TO be able to inflict a severe physical defeat upon an obtrusive admirer may be a highly convenient accomplishment, but the necessity for its exercise cannot but be a humiliating experience. Olivia Denison felt the hot tears rise to her eyes as she walked up through the farmyard to the Hall. If only one of her own stalwart brothers, Edward or Ernest, were here to give this insolent cad the thrashing he deserved! But Edward was in India with his regiment, and Ernest was tied to a desk in a solicitor’s office in London. She must depend upon her own arm and own head for her protection now; fortunately, neither was of the weakest, as she herself felt with some satisfaction. In fact, she scarcely knew yet what measure of strength, both mental and physical, was hers; for she had led hitherto an easy, sheltered life, idle in the sense that all her energy had been spent in amusing herself, happy but for certain uncongenial elements at home.
Now there was to be a difference. Without being expected to know how it came to pass, Olivia knew that papa had grown poorer, that he had become frightfully irritable about bills of late, and that various violent and spasmodic efforts at retrenchment, and papa’s reiterated declarations that he must “do something,” had culminated in the sale of the beautiful house at Streatham, and in the taking of Rishton Hall Farm. There was something not quite painful in the feeling that she would have to “do something” too, and in the knowledge that she might now be able to turn her quickness of eye and hand to useful account in the service of the father whom she adored. What would his sensitive nature do among these Oldshaws, and these Williamses, and these Walls, with the most unpleasant and disturbing rumors afloat about the very clergyman in charge?
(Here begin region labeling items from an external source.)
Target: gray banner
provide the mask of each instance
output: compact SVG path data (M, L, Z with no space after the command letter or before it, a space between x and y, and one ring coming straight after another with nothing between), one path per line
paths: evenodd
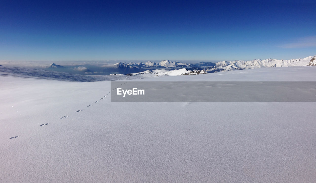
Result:
M316 82L111 82L111 102L316 102Z

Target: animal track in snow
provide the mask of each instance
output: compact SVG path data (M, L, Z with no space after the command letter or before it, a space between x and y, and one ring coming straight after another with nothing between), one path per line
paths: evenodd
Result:
M64 116L63 117L61 117L59 119L63 119L63 118L64 118L65 117L68 117L68 116Z
M18 137L19 135L16 135L16 136L14 136L14 137L10 137L10 139L14 139L14 138L16 138Z

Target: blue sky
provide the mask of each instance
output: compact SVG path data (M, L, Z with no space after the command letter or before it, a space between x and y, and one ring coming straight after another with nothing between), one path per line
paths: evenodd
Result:
M222 60L316 54L314 1L0 2L0 60Z

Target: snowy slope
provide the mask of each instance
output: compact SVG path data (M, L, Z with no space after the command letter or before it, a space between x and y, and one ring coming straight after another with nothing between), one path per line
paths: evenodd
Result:
M315 57L316 57L316 55L309 56L303 59L290 60L269 59L262 60L257 59L246 61L224 61L216 63L215 66L205 68L205 69L207 72L213 72L261 67L305 66L309 65L311 60ZM201 65L201 66L203 66L203 65Z
M109 81L7 73L0 76L0 182L316 179L315 102L111 102ZM315 77L316 67L304 66L134 81L315 81Z
M191 71L188 70L185 68L180 69L172 71L168 71L165 69L155 69L155 70L147 70L143 72L129 74L129 76L141 75L145 77L154 77L162 75L168 76L181 76L184 75L196 75L207 74L204 70L194 70Z

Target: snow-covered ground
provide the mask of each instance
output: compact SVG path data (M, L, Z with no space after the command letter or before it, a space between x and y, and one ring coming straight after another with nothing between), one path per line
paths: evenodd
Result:
M315 102L110 102L109 81L17 74L0 76L0 182L316 180ZM135 78L316 81L316 67Z

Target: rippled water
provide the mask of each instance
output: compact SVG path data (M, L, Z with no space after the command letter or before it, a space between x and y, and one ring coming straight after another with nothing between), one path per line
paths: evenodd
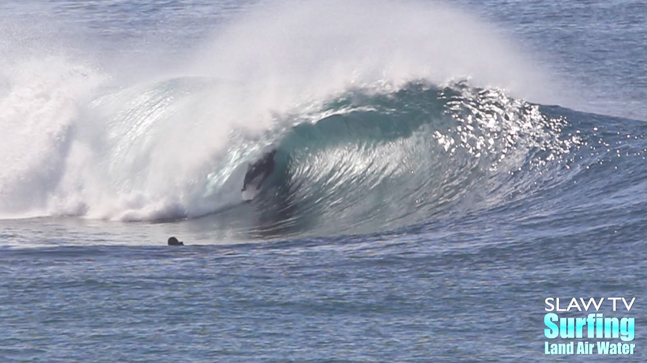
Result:
M0 361L640 361L647 8L421 4L0 5Z

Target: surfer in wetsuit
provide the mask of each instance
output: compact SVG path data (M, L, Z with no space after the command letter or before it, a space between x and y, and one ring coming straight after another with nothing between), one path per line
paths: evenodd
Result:
M261 189L261 185L274 170L274 155L276 154L276 149L266 152L256 163L247 167L247 173L245 175L243 189L241 189L241 191L244 192L247 190L247 186L258 178L261 179L256 184L256 189Z
M168 245L170 246L183 246L184 245L184 242L181 242L177 240L177 238L175 237L171 237L168 239Z

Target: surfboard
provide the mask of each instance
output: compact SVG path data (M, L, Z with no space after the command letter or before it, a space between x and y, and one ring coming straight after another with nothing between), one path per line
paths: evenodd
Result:
M256 198L256 196L261 192L260 188L258 188L258 187L262 180L263 176L259 175L247 184L247 188L242 192L243 200L252 200Z

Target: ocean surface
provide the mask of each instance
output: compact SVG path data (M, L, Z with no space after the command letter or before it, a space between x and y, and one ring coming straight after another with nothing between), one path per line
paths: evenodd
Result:
M637 0L3 1L0 363L645 361L645 59Z

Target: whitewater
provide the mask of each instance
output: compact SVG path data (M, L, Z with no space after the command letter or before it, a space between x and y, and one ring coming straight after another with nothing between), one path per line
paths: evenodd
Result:
M607 361L560 296L644 355L639 2L0 10L8 362Z

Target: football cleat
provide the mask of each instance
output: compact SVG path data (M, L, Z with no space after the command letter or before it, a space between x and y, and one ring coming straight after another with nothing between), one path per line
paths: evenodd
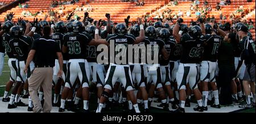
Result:
M28 104L24 104L21 101L19 101L18 103L15 103L17 106L28 106Z
M204 109L203 108L203 106L196 106L196 108L194 108L193 109L195 111L198 111L200 112L204 111Z
M173 111L172 113L185 113L185 109L179 108Z
M27 107L27 111L33 111L33 107Z
M190 107L190 100L189 98L186 99L186 101L185 102L185 107Z
M8 109L14 109L17 108L17 106L16 106L14 104L8 104Z
M3 99L2 99L2 101L3 101L3 102L9 102L10 101L10 98L9 97L3 98Z
M217 105L216 105L215 104L213 104L212 105L210 105L210 106L212 108L217 108L217 109L220 109L221 108L220 104L218 104Z
M65 111L65 109L63 109L61 108L59 108L59 112L62 113L62 112L64 112L64 111Z

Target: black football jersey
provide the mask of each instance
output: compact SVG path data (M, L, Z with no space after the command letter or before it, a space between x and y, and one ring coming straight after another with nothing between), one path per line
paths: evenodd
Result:
M19 39L11 38L10 40L11 50L14 51L14 55L16 55L16 59L19 61L27 60L32 43L32 40L30 36L22 36Z
M181 36L180 43L182 45L181 63L200 63L204 51L203 43L205 41L203 35L200 39L194 39L188 34Z
M175 46L176 42L175 40L173 41L172 39L168 39L164 41L164 47L169 55L169 58L168 60L161 60L159 63L160 65L167 65L169 64L171 52L173 51L172 49L174 49Z
M147 46L150 44L148 38L145 38L138 44L134 44L133 63L146 64L147 61Z
M3 45L5 47L5 51L9 58L16 58L14 55L14 53L11 50L11 47L10 46L10 39L11 39L11 36L8 33L5 33L2 36L2 42Z
M109 58L110 63L127 65L129 63L132 63L133 57L130 58L131 60L128 57L128 45L132 45L135 42L136 38L133 35L109 35L106 40L110 44ZM125 60L125 61L118 61L118 60L115 60L115 58L118 57L119 60Z
M218 49L221 42L221 38L217 35L207 34L205 35L206 42L204 44L203 60L217 61Z
M84 33L68 33L63 36L64 46L68 48L68 59L86 59L90 36Z
M164 42L159 39L150 39L149 40L150 42L150 44L147 45L147 56L150 56L151 55L151 60L154 60L154 59L156 57L159 57L159 56L162 54L161 49L164 46ZM148 51L150 50L148 47L151 47L151 53L148 52ZM154 52L154 49L156 49L157 51L158 51L158 54L156 54L156 52ZM147 60L148 59L147 59L147 64L153 64L149 63L149 61L148 61ZM159 60L158 59L158 63L154 64L159 64Z

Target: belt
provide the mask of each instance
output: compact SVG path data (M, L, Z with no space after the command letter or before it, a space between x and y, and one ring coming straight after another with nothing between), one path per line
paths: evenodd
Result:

This was the reflection which troubled Olivia’s mind as she approached the Hall for the second time, and going up the worn steps, let herself in without any need to knock at the door.
“Lucy!” she called, as she opened the door of the big room on the right.
There was no answer. The room was deserted, and the fire had burnt low. Olivia shivered as she went in. The run down the hill had put her in a glow; the entrance into this mouldy old chamber chilled her. She put more wood on the fire, and sat down to await the return of Lucy, who, she did not doubt, had found the loneliness of the place too much for her nerves, and had gone out to look for her mistress. In a few minutes Olivia began to long even for the patter of a mouse’s feet, for the song of a cricket, for any sign of life in the desolate old house, if it were only the sight of the loathly black beetle. The spirit of the unknown Nellie Mitchell seemed to haunt her. That girl, who had lived in the house, gone about her daily work in this room, whose mementoes still remained undisturbed and undecayed in these deserted old walls, who was she? What had become of her? “Ask Mr. Brander”: so the odious Fred Williams has said with intensely malicious significance. Should she dare to do this, and perhaps satisfy once for all those doubts of her new friend which not only the conflicting opinions of the villagers, but certain morose and repellent changes of expression on his own face, had instilled into her? She could not decide. Between her doubts, her loneliness, and her sense of the difficulties of her desolate situation, the poor girl was growing so unhappy that when at last she heard the sound of footsteps upon the ground outside, she sprang up with a cry, and ran to the door, ready to force whoever it might be to share her vigil.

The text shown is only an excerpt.